MKKS - Persatuan Guru Republik Indonesia (PGRI) berharap pemerintah memberikan perhatian serius terhadap nasib guru honorer. Sebab, setelah pengelolaan sekolah tingkat SMA/SMK beralih ke provinsi, sejumlah masalah menimpa honorer, mulai dari penggajian guru, hingga sarana dan prasarana.
Ketua Umum PGRI Unifah Rosyidi menjelaskan, untuk mengatasi masalah guru honorer, pihaknya telah mengusulkan kepada pemerintah untuk melakukan revisi Undang-Undang Aparatur Sipil Negara (ASN). Selain itu juga, pemerintah juga harus melakukan perekrutan guru honorer dalam perekrutan calon pegawai negeri sipil (CPNS).
“Kan bisa rekrut CPNS diberikan kepada guru honorer, yang memiliki kompetensi dan kualifikasi tentunya,” jelas Unifah kepada wartawan di Jakarta, Kamis (2/2).
Dia juga menambahkan, pemerintah daerah juga dapat berkontribusi dengan mengangkat guru honorer menjadi guru tetap. Hal itu, dilakukan karena ada larangan pengangkatan guru honorer dalam PP Nomor 46/1982.

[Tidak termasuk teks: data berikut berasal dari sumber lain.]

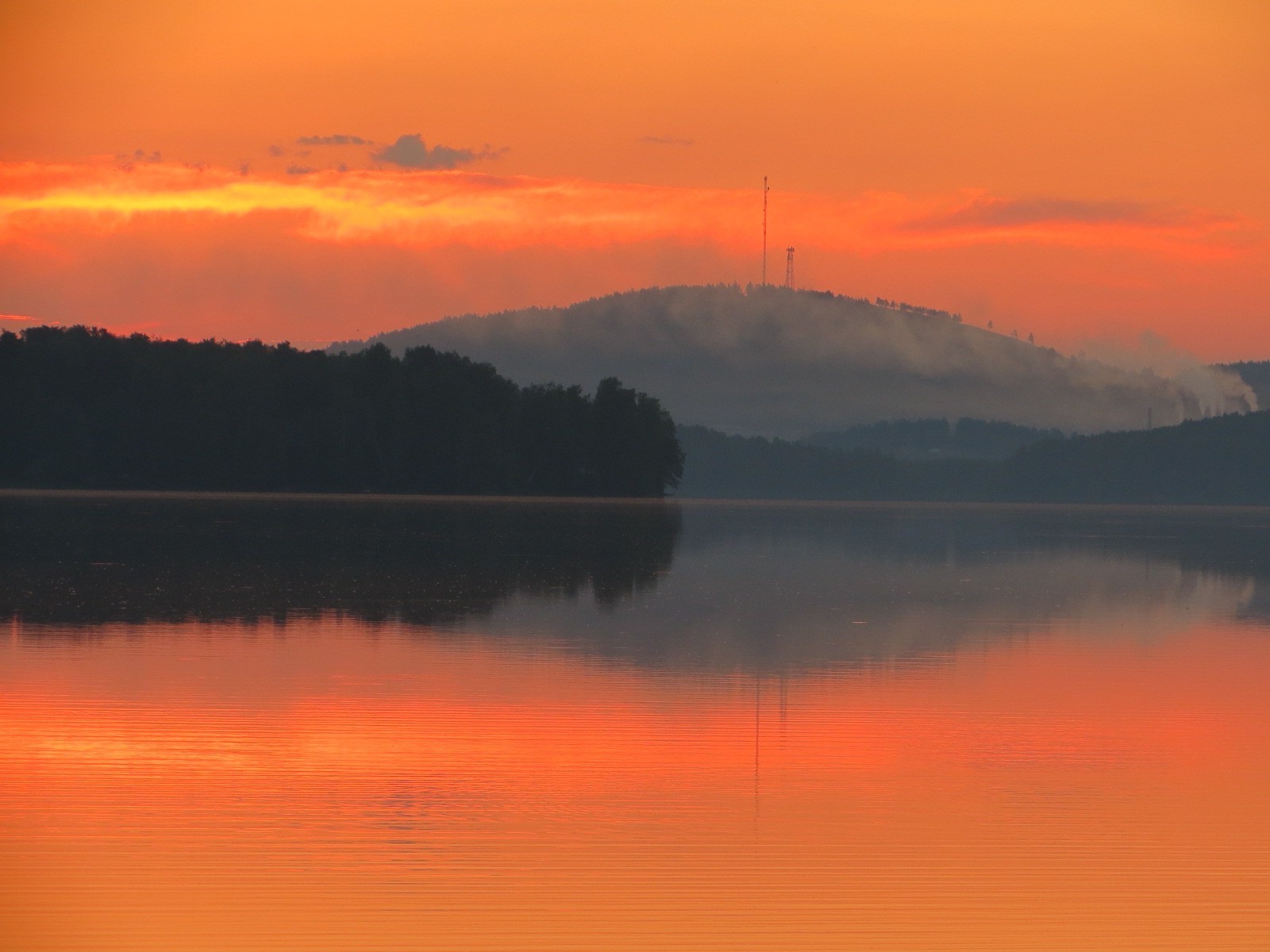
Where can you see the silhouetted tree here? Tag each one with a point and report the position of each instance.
(82, 408)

“Jadi, guru tetap daerah bisa mengangkat guru honorer. Dia diberikan gaji dari APBD, jumlahnya pun disesuaikan dengan kebutuhan daerah,” ujar Unifah.

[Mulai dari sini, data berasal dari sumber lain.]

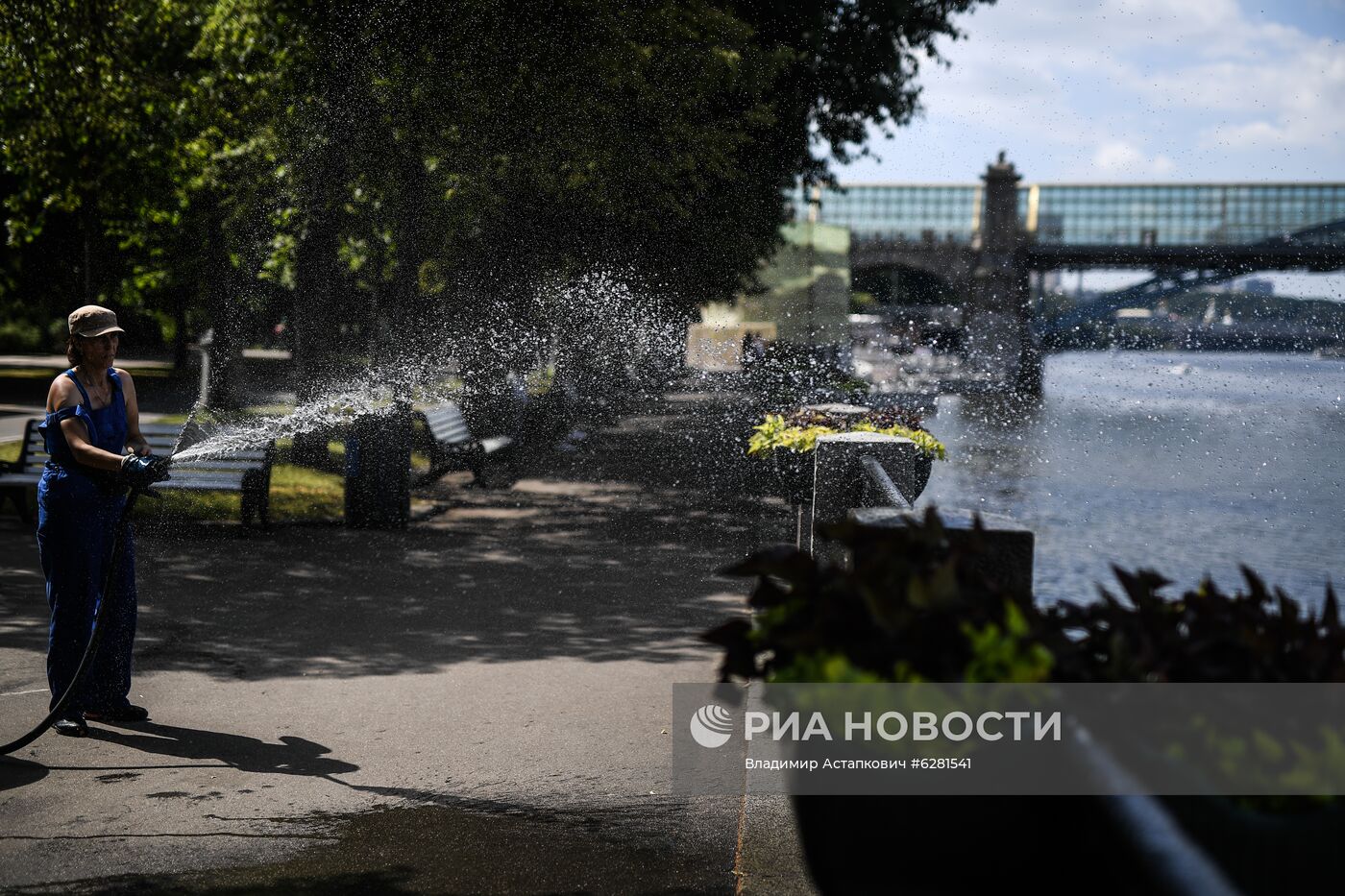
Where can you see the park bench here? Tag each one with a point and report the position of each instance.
(451, 444)
(246, 472)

Pengangkatan guru tetap daerah dapat memberikan kesempatan kepada guru honorer untuk mendapatkan sertifikasi guru. Sehingga, guru honorer di daerah bisa mendapatkan tunjangan guru.
Peningkatan prosentase dana Bantuan Operasional Sekolah (BOS) dapat pula dialokasikan untuk pengangkatan guru honorer. Kendati dilarang, program tersebut bisa dilakukan melalui program pengembangan profesi guru. Hanya saja harus disertai dengan prosedur yang jelas.

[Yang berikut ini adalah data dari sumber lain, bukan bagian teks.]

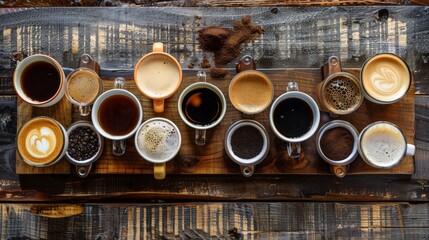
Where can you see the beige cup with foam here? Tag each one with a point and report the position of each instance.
(158, 75)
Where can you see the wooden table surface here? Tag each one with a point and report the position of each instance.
(203, 205)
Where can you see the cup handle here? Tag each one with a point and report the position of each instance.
(159, 170)
(339, 170)
(200, 137)
(294, 149)
(83, 171)
(247, 171)
(411, 150)
(158, 47)
(158, 105)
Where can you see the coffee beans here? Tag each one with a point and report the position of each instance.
(83, 143)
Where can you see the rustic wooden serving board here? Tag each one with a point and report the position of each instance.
(211, 158)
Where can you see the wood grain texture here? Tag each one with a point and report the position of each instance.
(245, 220)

“Sebenarnya banyak kanal-kanal di pemerintah yang dapat diisi untuk mengatasi guru honorer di Indonesia,” papar Unifah.
Sementara itu, pada program Terluar, Terdepan dan Tertinggal (3T), pemerintah bisa mengatasi masalah guru honorer. Program tersebut dapat mengangkat guru honorer di daerah dengan tetap mengedepankan nilai-nilai budaya daerah.
“Yang tahu nilai budaya di daerah kan guru honorer di daerah. Kenapa program 3T tidak mengangkat guru honorer di daerah,” tutur Unifah.
Secara terpisah, Sekjen Kementerian Pendidikan dan Kebudayaan Didik Suhardi mengungkapkan, hingga saat ini masih ada dua provinsi yang belum rampung melakukan alih kelola yakni Papua dan Papua Barat.
Dia juga mengatakan, alih kelola SMK/ SMA ke provinsi bukan berarti kabupaten/kota tidak bisa berkontribusi didalamnya. Sebaliknya, provinsi juga bisa berkontribusi pada tata kelola tingkat SD di kabupaten/kota.
“Alih kelola ini menimbulkan masalah kebutuhan guru, tapi itu wewenang pemda,” pungkas Didik.
Terkait penggunaan dana BOS untuk guru honorer, Didik menambahkan, pihaknya akan melakukan evaluasi. Agar tidak menimbulkan masalah baru.
“Kalau itu bisa, hanya guru honorer yang dialihkan, bukan guru magang,” jelasnya. (sumber :pojoksatu.id)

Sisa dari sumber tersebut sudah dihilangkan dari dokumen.